Женщина меж тем почти перестала кричать. Когда теперь ее лицо взлетало над толпой, Тюлип мог видеть, что глаза ее закрыты. Но интерес не пропадал – покойники не расходились.
– Так меня оскорбить! Меня! Я вырастил для Франции семерых солдат и двух матерей!
– Ха-ха! Долой войну!
– Большевик…
Но в этот миг в могилу ворвались легавые, взбешенные, с дубинками в руках:
– Не толпись! Расходись!
Легавые вклинились в толпу, пуская в ход сапоги и дубинки, а мертвецы разбежались во все стороны, как тараканы под струей воды, уронили роженицу и чуть ее не затоптали. Какой-то голый жмурик звал маму, ветхий старик подвывал, господин в орденах кричал, что сейчас умрет, подразумевая неизвестно что, а мертвец в котелке отчаянно катался по земле, стараясь отцепиться от троицы резвых крысят. Все вокруг заволокло такой густой пеленой серой пыли, что свет померк и тьма затопила могилу; когда же пыль осела, Тюлип увидел горку какой-то тошнотворной дряни с торчащими костями там и тут, а сверху неподвижное скукоженное тельце – ребенок все-таки родился.
Тюлип вскричал:
– Убийцы!
И его стошнило.
Мандолина
Он хотел побежать, но вдруг – крысиный писк, кошачий мяв, взмах крыл летучей мыши, и три мерзейших скелета, откуда ни возьмись, возникли посреди прохода и, хрустя костями, опустились на корточки прямо в воду, около газового фонаря. Маленький ковырял в зубах, большой мусолил кость, средний что-то рассказывал.

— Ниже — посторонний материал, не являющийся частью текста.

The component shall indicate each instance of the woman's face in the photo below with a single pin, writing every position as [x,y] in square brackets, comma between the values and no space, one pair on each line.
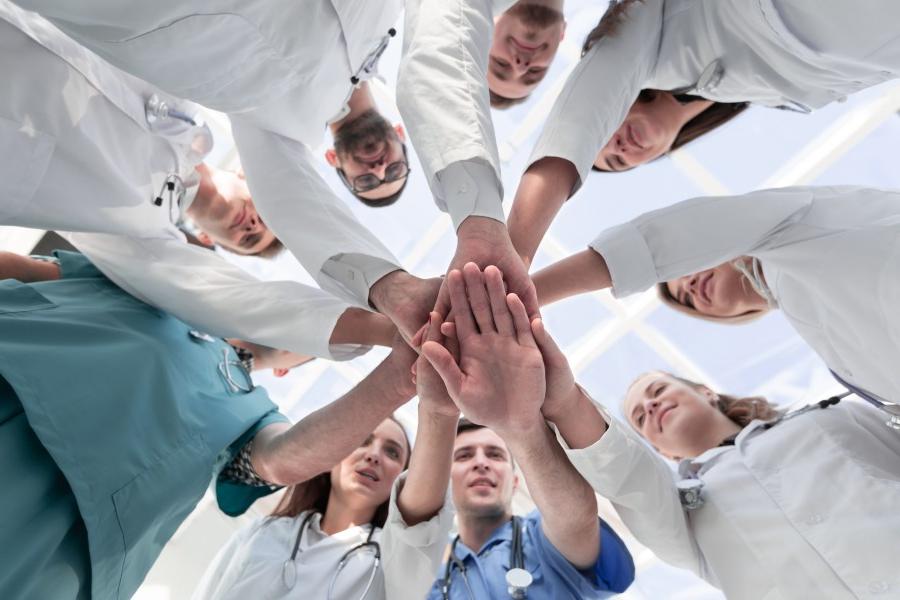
[367,474]
[722,291]
[648,131]
[676,418]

– Ну да, – проскрежетала Агониза, видно отвечая на вопрос, – ну да, Жюло я тоже навестила. В тот же вечер, от милочки Гриппины вышла – и к нему. На улице Пикового туза, в конце, где она упирается в такую небольшую площадь с красивым деревом посередине, есть бистро. Там он, Жюло-то мой, на мандолине играет.

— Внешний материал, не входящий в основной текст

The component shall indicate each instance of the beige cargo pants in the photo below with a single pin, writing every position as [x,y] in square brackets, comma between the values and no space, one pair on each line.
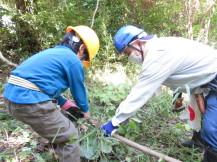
[47,120]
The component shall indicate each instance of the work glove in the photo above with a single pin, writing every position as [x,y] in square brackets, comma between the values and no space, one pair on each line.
[109,128]
[74,112]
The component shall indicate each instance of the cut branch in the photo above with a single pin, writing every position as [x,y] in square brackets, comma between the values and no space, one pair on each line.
[7,61]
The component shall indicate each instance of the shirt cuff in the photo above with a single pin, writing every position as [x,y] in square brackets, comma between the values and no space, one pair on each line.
[115,122]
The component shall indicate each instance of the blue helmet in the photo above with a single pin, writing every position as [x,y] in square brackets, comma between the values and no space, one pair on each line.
[124,36]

– Всегда такой был музыкальный паренек! – воскликнул хриплым голосом большой скелет, размахивая костью.
Испуганная жаба квакнула и с шумным плеском сиганула с камня в воду Другие квакнули в ответ.

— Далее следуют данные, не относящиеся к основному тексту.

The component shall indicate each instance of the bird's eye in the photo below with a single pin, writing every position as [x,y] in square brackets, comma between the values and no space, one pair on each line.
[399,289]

– Такой музыкальный! Правда, Падонкия, милочка?
Скелет-малютка кивнул, не прекращая ковырять в зубах.
А третий продолжал:
– Вошла я и гляжу – Жюло на сцене, рядом с пианистом, такой худющий – прямо страх! “Привет, сынок!” – я говорю. А он: “Привет, шалава старая!”
– Они всегда так дружно жили! – заорал большой скелет, вытаскивая изо рта обсосанную кость. – Сыночек с мамочкой! Правда, Падонкия, милочка?
Скелет-малютка закивал, а сам все ковырял в зубах со страшной силой.
А третий продолжал:
– Да-да, Полипия, милочка. Я посмотрела на него, расстроилась: “Какой же ты, сынок, худющий!” А он мне говорит: “Это все мандолина – она толстеет, я худею!” И правда, Господи Иисусе! Мандолина раздулась, округлилась, отрастила брюшко, ручонками его потирает да постанывает.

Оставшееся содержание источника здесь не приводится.